Jakarta,ruangenergi.com-Menurunnya kapasitas produksi maupun cadangan energi fosil di Indonesia dari menyebabkan kondisi keenergian negara ini memasuki tahap alarm krisis. Indonesia telah menjadi net oil importer sejak tahun 2004 dan diproyeksikan menjadi net gas importer tahun 2028 serta suatu keniscayaan energi fosil merupakan energi dengan penghasil emisi CO2 terbesar dari energi lainnya.
Hal ini mengharuskan Indonesia untuk memitigasi krisis tersebut dengan program bauran energi. Pemerintah (c.q Kementerian ESDM) telah menetapkan bauran EBT 23% pada tahun 2025 melalui Perpres Rencana Umum Energi Nasional (RUEN) No.22/2017. Tak terkecuali Pembangkit Listrik Tenaga Nuklir (PLTN). Di tahun 2030, Pemerintah juga mencanangkan program energi nuklir melalui PLTN dalam bauran energi tanah air.
Direktur Pusat Pengkajian Industri Proses dan Energi Dr.Ir.Adiarso, M.Sc pada diskusi panel Energy Week 2021 menjelaskan bahwa, sudah saatnya negara ini tidak lagi fokus pada polemik pro kontra pembangunan PLTN, melainkan harus fokus akan kebutuhan (supply and demand) dan implementasi energi nuklir dalam hal men-eskalasi kapasitas energi nasional agar tidak hanya bergantung pada energi fosil. Oleh karena itu, perlu upaya penggunaan energi baru terbarukan yang lebih bersih dan berkelanjutan seperti energi nuklir.
Adiarso juga menjelaskan bahwa butuh extra ordinary effort untuk mewujudkan program bauran energi 23% serta menjadikan nuklir menjadi opsi yang baik bukan malah menjadi opsi terakhir. Hal senada juga disampaikan Dr. Ir. Arnold Soestrisnanto pada panel diskusi Energy Week hari ke-4, dimana Indonesia sudah saatnya menggenjot pembangunan nuklir dikarenakan 90% energi nuklir itu stabil, big serta bersih.
Menurut Arnold yang juga selaku Dewan Pakar Masyarakat Ketenagalistrikan Indonesia (MKI), permasalahan masih stagnannya progress PLTN di negara ini bukan disebabkan oleh faktor teknis maupun regulasi apalagi untuk Small Modular Reactor (SMR). Melainkan, karena faktor sosial politis. Ia berharap agar pemerintah segera me-launching go nuclear ditambah adanya simplifikasi (penyederhanaan) perizinan. dikarenakan jika perizinan lama, maka investasi PLTNpun akan mandek.

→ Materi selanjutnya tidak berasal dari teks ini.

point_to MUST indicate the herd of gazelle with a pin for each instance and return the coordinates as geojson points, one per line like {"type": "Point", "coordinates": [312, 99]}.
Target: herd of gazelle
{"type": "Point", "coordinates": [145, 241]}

Sejauh ini hambatan yang menyebabkan mandeknya pembangunan PLTN di Indonesia disebabkan oleh beberapa faktor baik teknis maupun non teknis seperti ketidakterimaan masyarakat pada PLTN, isu bahayanya PLTN, maupun ketidakjelasan pemerintah yang saat ini masih belum berani go nuclear.
Pada diskusi panel kali ini juga mengundang Kepala P2STPIBN BAPETEN dalam hal ini Dr. Yudi Pramono. Yudi memandang bahwa pemerintah sudah menyiapkan regulasi terhadap PLTN. Bahkan progress nya positif dimana dari 19 item regulasi PLTN, 16 item tidak ada masalah.
Lain hal pula Menurut Dr. Susilo Widodo selaku Ketua umum Himpunan Nuklir Indonesia (HIMNI), berdasarkan pengamatan dari HIMNI, sikap pemerintah Indonesia dalam urgensi pembangunan PLTN masih ngambang padahal dari perspektif jajak pendapat masyarakat mengenai PLTN ini sudah mulai positif dengan persentase 77,53 % Menerima dan 22,47 % menolak walaupun masih bersifat dinamis dan sporadis.
Diskusi panel mengenai peran PLTN dalam bauran energi nasional ini diselenggarakan agar dapat ditemukan jalan keluar maupun benang merah agar permasalahan-permasalahan yang masih terjadi pada wacana pembangunan PLTN di negara ini bisa segera terselesaikan.
Butuh kerjasama dari berbagai pihak yang terkait serta elemen masyarakat agar pembangunan PLTN di Indonesia bisa segera terealisasi dengan konkret serta Indonesia siap dalam menghadapi era disruptif dan transformatif energi saat ini maupun akan datang.